Astrology may rest on better foundations than Magic. For if no one has seen either Goblins, or Lemures, or Dives, or Peris, or Demons, or Cacodemons, the predictions of astrologers have often been seen to succeed. If of two astrologers consulted on the life of a child and on the weather, one says that the child will live to manhood, the other not; if one announces rain, and the other fine weather, it is clear that one of them will be a prophet.

The great misfortune of the astrologers is that the sky has changed since the rules of the art were established. The sun, which at the equinox was in Aries in the time of the Argonauts, is to-day in Taurus; and the astrologers, to the great ill-fortune of their art, to-day attribute to one house of the sun what belongs visibly to another. However, that is not a demonstrative reason against astrology. The masters of the art deceive themselves; but it is not demonstrated that the art cannot exist.

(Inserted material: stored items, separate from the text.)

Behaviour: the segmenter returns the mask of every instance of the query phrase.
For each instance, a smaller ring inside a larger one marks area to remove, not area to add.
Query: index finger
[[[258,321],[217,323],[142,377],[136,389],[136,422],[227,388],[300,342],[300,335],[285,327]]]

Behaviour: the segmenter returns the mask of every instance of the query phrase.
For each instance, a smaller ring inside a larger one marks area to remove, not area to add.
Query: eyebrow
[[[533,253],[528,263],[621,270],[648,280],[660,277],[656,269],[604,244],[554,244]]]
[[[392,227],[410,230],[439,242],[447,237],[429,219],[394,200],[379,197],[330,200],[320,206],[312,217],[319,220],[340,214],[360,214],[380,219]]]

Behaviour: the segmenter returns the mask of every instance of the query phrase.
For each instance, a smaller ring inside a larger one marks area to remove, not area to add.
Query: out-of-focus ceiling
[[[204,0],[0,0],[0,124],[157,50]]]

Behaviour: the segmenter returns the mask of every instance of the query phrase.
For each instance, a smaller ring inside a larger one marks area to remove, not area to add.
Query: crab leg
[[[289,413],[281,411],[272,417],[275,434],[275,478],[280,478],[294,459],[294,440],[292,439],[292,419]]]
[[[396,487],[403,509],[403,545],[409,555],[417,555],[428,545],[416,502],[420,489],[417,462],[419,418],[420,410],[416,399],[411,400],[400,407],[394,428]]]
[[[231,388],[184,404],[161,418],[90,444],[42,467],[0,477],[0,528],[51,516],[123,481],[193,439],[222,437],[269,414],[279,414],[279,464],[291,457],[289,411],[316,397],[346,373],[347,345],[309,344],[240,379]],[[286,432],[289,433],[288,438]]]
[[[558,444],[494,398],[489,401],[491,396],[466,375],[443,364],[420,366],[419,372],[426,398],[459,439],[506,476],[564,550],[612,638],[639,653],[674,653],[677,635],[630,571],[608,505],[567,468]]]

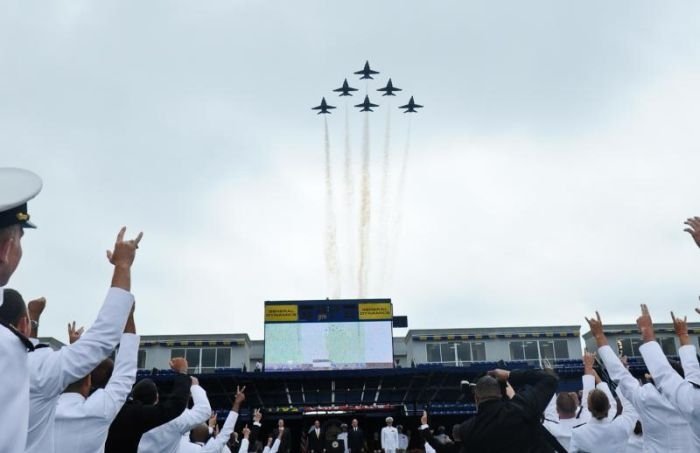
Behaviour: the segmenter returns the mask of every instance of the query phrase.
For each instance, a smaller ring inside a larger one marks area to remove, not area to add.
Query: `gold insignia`
[[[18,212],[17,220],[19,220],[20,222],[26,222],[27,220],[29,220],[29,214],[26,214],[24,212]]]

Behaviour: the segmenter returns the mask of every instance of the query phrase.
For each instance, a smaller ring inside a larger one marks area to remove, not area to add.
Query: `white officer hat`
[[[41,192],[41,178],[23,168],[0,168],[0,228],[21,225],[36,228],[29,222],[27,202]]]

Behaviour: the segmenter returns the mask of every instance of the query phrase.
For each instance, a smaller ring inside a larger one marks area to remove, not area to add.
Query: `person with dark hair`
[[[202,423],[195,427],[190,433],[190,441],[186,437],[180,440],[179,453],[221,453],[228,440],[234,433],[238,413],[241,410],[241,404],[245,401],[245,387],[236,386],[236,396],[233,399],[233,407],[229,411],[226,421],[221,427],[219,435],[211,437],[209,428],[206,423]],[[248,429],[248,425],[245,426]],[[246,446],[247,450],[247,446]],[[241,453],[237,451],[236,453]]]
[[[41,178],[20,168],[0,168],[0,308],[2,288],[22,259],[22,237],[29,222],[27,202],[41,191]],[[29,321],[31,322],[31,321]],[[9,320],[0,320],[0,446],[3,453],[24,453],[29,421],[27,351],[34,345]]]
[[[568,450],[571,443],[572,430],[586,423],[586,421],[576,417],[579,404],[575,394],[561,392],[553,401],[555,401],[556,417],[547,418],[547,412],[545,412],[545,419],[542,425]]]
[[[90,394],[92,373],[68,386],[58,398],[54,442],[67,452],[104,451],[107,432],[136,380],[139,336],[133,310],[119,342],[115,372],[104,389]]]
[[[350,431],[348,431],[348,448],[350,453],[364,453],[365,451],[365,433],[360,429],[360,423],[356,418],[350,423]]]
[[[599,379],[593,370],[593,354],[584,355],[585,376]],[[619,453],[625,451],[625,446],[634,431],[638,415],[632,403],[620,392],[617,395],[622,403],[622,412],[615,417],[611,410],[612,397],[601,388],[595,388],[585,395],[586,407],[591,418],[571,433],[569,452]],[[617,406],[616,406],[617,408]]]
[[[689,219],[690,221],[690,219]],[[694,232],[700,233],[700,219],[697,217],[693,221]],[[695,311],[700,313],[700,309]],[[674,327],[679,318],[671,314],[674,320]],[[685,322],[685,319],[683,320]],[[642,315],[637,318],[637,326],[642,335],[643,344],[639,347],[639,352],[644,358],[644,363],[654,378],[654,383],[661,391],[661,394],[671,403],[671,406],[688,422],[693,433],[692,451],[700,451],[700,418],[698,409],[700,408],[700,375],[698,374],[698,359],[695,353],[695,346],[690,344],[685,338],[678,353],[686,371],[685,378],[681,377],[668,362],[661,346],[656,342],[654,324],[646,305],[642,305]],[[678,332],[678,330],[677,330]],[[686,337],[686,332],[682,332]],[[642,427],[646,432],[649,428]]]
[[[176,453],[180,438],[209,419],[211,405],[207,392],[199,386],[199,380],[195,377],[192,377],[190,394],[192,408],[185,409],[169,422],[145,432],[139,441],[138,453]]]
[[[280,437],[278,450],[280,453],[289,453],[292,446],[292,431],[284,426],[284,420],[281,418],[277,420],[277,428],[272,430],[272,437],[277,438],[280,434],[282,437]]]
[[[516,389],[512,398],[503,396],[506,382]],[[480,453],[542,451],[546,444],[540,418],[557,382],[556,376],[542,370],[489,371],[474,388],[476,416],[457,430],[464,449]]]
[[[97,319],[80,338],[57,351],[37,348],[28,357],[29,431],[27,453],[53,453],[56,403],[69,384],[84,378],[119,343],[134,306],[131,267],[142,233],[125,240],[126,228],[117,234],[107,259],[114,266],[112,283]],[[38,320],[37,320],[38,321]]]
[[[586,318],[591,334],[598,345],[598,355],[603,360],[610,378],[617,382],[618,394],[624,395],[639,414],[644,427],[644,449],[647,452],[693,451],[692,431],[687,420],[666,399],[655,382],[640,385],[639,381],[623,365],[608,344],[600,314]],[[685,320],[674,319],[676,333],[681,344],[688,340],[688,325]],[[694,354],[693,348],[693,354]]]
[[[323,452],[323,433],[321,432],[321,421],[315,420],[311,428],[309,428],[309,448],[310,453]]]
[[[171,359],[170,368],[176,372],[173,388],[170,396],[162,402],[152,380],[142,379],[134,385],[131,398],[109,427],[105,453],[136,453],[145,432],[182,414],[194,381],[187,375],[188,365],[184,358]]]

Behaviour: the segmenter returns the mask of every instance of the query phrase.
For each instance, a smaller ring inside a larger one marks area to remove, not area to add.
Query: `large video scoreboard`
[[[265,371],[392,368],[390,299],[265,302]]]

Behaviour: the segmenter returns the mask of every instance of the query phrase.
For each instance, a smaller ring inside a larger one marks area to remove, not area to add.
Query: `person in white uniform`
[[[545,419],[542,424],[568,450],[573,429],[586,423],[576,417],[578,414],[578,399],[571,393],[562,392],[552,398],[550,406],[553,409],[550,409],[548,406],[547,410],[545,410]],[[552,412],[554,415],[552,415]]]
[[[394,419],[392,417],[386,418],[386,426],[382,428],[382,448],[386,453],[396,453],[396,449],[399,448],[399,432],[393,426]]]
[[[584,373],[591,375],[593,371],[592,355],[585,354]],[[595,379],[598,379],[597,377]],[[590,411],[591,418],[582,426],[573,429],[569,452],[596,452],[619,453],[624,452],[638,415],[632,403],[622,393],[618,394],[622,403],[622,413],[614,417],[615,410],[611,404],[612,397],[607,394],[604,387],[596,388],[586,398],[586,407]],[[610,418],[610,415],[613,418]]]
[[[24,228],[29,222],[27,202],[41,191],[41,178],[19,168],[0,168],[0,289],[10,281],[22,258]],[[0,306],[2,305],[0,291]],[[23,453],[29,421],[27,351],[33,345],[27,331],[0,323],[0,446],[3,453]]]
[[[233,400],[233,407],[226,417],[224,425],[221,427],[219,435],[209,438],[209,428],[206,424],[201,424],[192,430],[193,441],[189,442],[185,437],[180,440],[179,453],[221,453],[226,446],[238,420],[238,412],[241,404],[245,401],[245,387],[236,387],[236,396]],[[207,438],[209,438],[207,440]]]
[[[182,436],[209,419],[211,405],[207,392],[199,386],[197,378],[191,379],[192,408],[185,409],[168,423],[145,432],[139,441],[138,453],[176,453]]]
[[[107,385],[90,394],[92,380],[91,374],[88,374],[69,385],[58,398],[54,427],[56,450],[104,452],[109,425],[136,381],[139,339],[132,310],[119,341],[114,371]]]
[[[678,413],[654,384],[640,385],[639,381],[622,364],[608,344],[600,314],[596,312],[595,318],[586,318],[586,321],[598,345],[598,356],[603,360],[610,378],[617,383],[618,393],[622,393],[639,413],[643,429],[644,451],[650,453],[693,451],[692,433],[687,420]],[[683,328],[680,323],[678,327]],[[686,341],[689,341],[687,334],[686,324],[685,338]],[[681,343],[683,341],[681,339]],[[637,437],[633,437],[634,444],[639,443]]]
[[[686,376],[683,378],[673,369],[661,346],[655,341],[654,324],[646,305],[642,305],[642,315],[637,318],[637,327],[644,343],[639,347],[639,352],[655,385],[690,425],[693,448],[689,451],[700,451],[700,376],[693,371],[698,366],[695,347],[686,344],[678,351],[683,369],[686,370]],[[642,429],[646,429],[644,425]]]
[[[29,431],[27,453],[54,453],[54,418],[59,396],[68,386],[90,373],[112,353],[121,339],[126,320],[134,305],[131,266],[141,233],[124,240],[126,228],[117,235],[114,250],[107,258],[114,266],[112,285],[95,323],[78,341],[53,351],[36,349],[29,354]]]

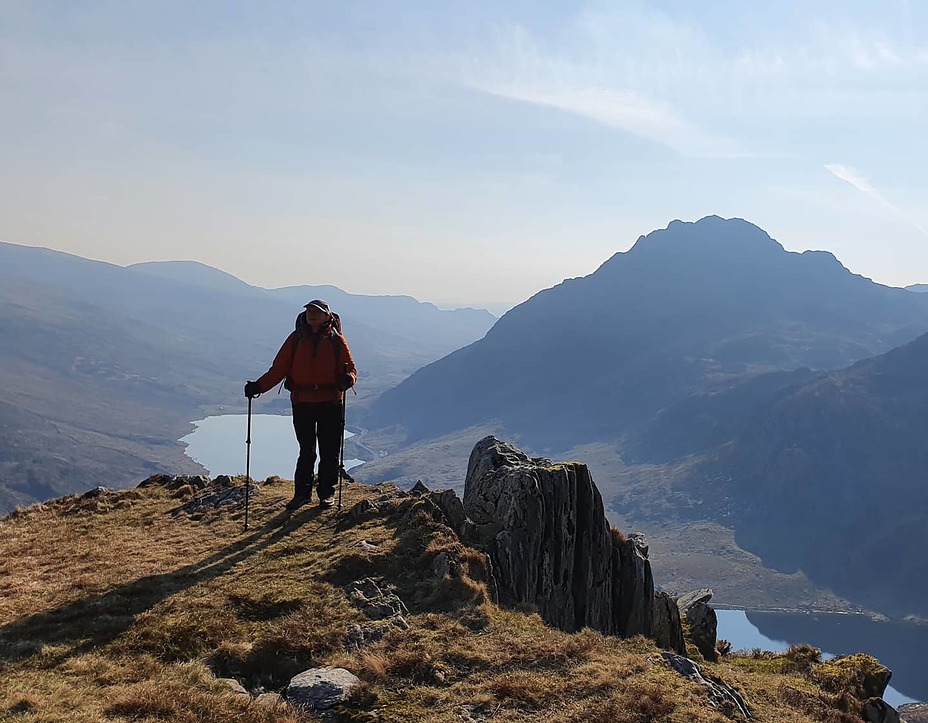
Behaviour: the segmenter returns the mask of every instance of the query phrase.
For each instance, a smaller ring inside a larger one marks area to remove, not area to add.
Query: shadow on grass
[[[223,575],[318,514],[318,508],[294,515],[281,512],[247,537],[196,563],[0,626],[0,663],[33,657],[46,646],[68,646],[51,653],[51,662],[57,663],[106,645],[128,630],[139,614],[171,595]]]

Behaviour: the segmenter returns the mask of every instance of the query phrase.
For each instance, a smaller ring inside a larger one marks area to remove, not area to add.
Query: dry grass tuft
[[[860,716],[850,712],[848,701],[841,696],[828,696],[784,685],[779,697],[791,707],[821,723],[860,723]],[[853,706],[856,708],[857,706]]]
[[[797,672],[809,675],[812,669],[822,662],[822,651],[811,645],[790,645],[783,657],[787,664],[784,669],[788,672]]]

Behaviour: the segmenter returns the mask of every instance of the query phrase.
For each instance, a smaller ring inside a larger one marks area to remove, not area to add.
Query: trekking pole
[[[348,375],[348,362],[345,362],[345,375]],[[342,392],[342,451],[338,458],[338,509],[342,509],[342,480],[345,478],[345,417],[348,408],[348,390]]]
[[[248,397],[248,435],[245,437],[245,530],[248,532],[248,497],[251,492],[251,397]]]

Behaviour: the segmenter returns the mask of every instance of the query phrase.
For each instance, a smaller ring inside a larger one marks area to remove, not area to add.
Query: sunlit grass
[[[193,491],[157,485],[0,520],[0,720],[313,720],[259,707],[218,678],[277,691],[319,665],[364,682],[342,720],[729,720],[649,640],[567,634],[499,608],[486,556],[428,501],[348,485],[341,515],[288,517],[289,492],[263,485],[247,532],[241,510],[172,515]],[[362,499],[382,512],[353,519]],[[440,580],[438,554],[452,570]],[[369,621],[345,586],[366,576],[396,590],[409,627],[346,652],[347,629]],[[812,650],[704,668],[741,691],[757,720],[856,720],[846,718],[855,668],[824,669]]]

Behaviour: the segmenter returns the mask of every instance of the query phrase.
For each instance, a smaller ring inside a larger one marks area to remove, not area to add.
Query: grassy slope
[[[287,518],[289,487],[262,485],[247,533],[241,510],[170,515],[192,490],[161,485],[0,520],[0,719],[314,720],[260,708],[216,676],[279,690],[331,664],[365,683],[341,720],[728,720],[644,639],[568,635],[530,611],[498,608],[481,582],[483,556],[417,498],[349,485],[346,508],[369,499],[381,512],[358,521],[304,508]],[[430,576],[439,552],[459,575]],[[367,621],[345,586],[368,575],[395,585],[410,627],[346,653],[346,628]],[[757,720],[858,720],[838,712],[840,696],[796,656],[705,667],[742,692]]]

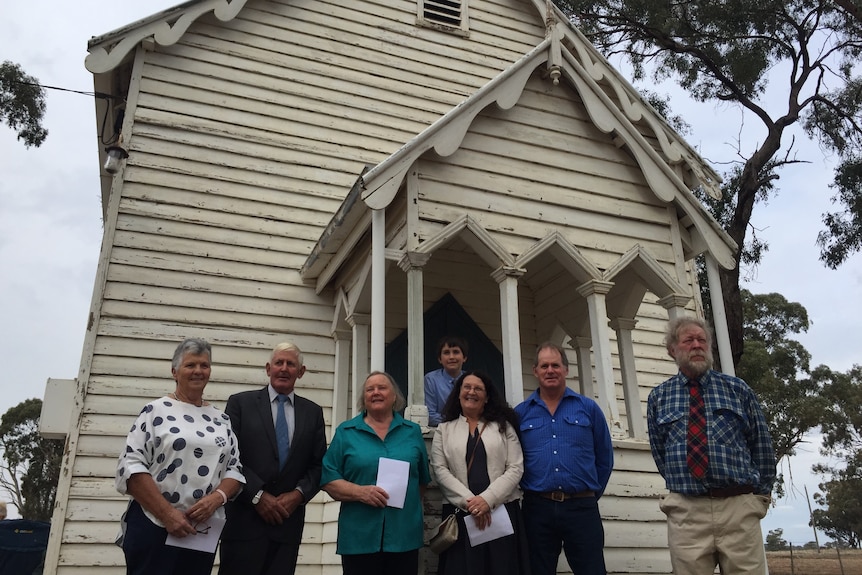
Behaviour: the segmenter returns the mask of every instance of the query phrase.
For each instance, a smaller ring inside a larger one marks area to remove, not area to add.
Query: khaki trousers
[[[670,561],[676,575],[764,575],[766,552],[760,520],[766,495],[694,497],[668,493],[659,499],[667,515]]]

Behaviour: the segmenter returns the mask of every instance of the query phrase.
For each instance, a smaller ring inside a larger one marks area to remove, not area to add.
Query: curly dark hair
[[[503,396],[494,387],[494,382],[484,371],[474,369],[465,371],[455,380],[452,386],[452,393],[446,399],[446,405],[443,406],[440,412],[442,421],[452,421],[461,416],[461,386],[464,384],[464,378],[468,375],[473,375],[482,380],[485,384],[485,396],[488,398],[488,403],[485,404],[485,410],[482,412],[482,418],[485,421],[495,421],[500,426],[500,431],[506,431],[506,424],[512,426],[513,429],[518,429],[518,416],[515,410],[509,407]]]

There is no absurdity in saying: Such and such a child is born in the waxing of the moon, during stormy weather, at the rising of such and such star; his constitution has been feeble, and his life unhappy and short; which is the ordinary lot of poor constitutions: this child, on the contrary, was born when the moon was full, the sun strong, the weather calm, at the rising of such and such star; his constitution has been good, his life long and happy. If these observations had been repeated, if they had been found accurate, experience would have been able after some thousands of years to form an art which it would have been difficult to doubt: one would have thought, with some likelihood, that men are like trees and vegetables which must be planted and sown only in certain seasons. It would have been of no avail against the astrologers to say: My son was born at a fortunate time, and nevertheless died in his cradle; the astrologer would have answered: It often happens that trees planted in the proper season perish; I answered to you for the stars, but I did not answer for the flaw of conformation you communicated to your child. Astrology operates only when no cause opposes itself to the good the stars can do.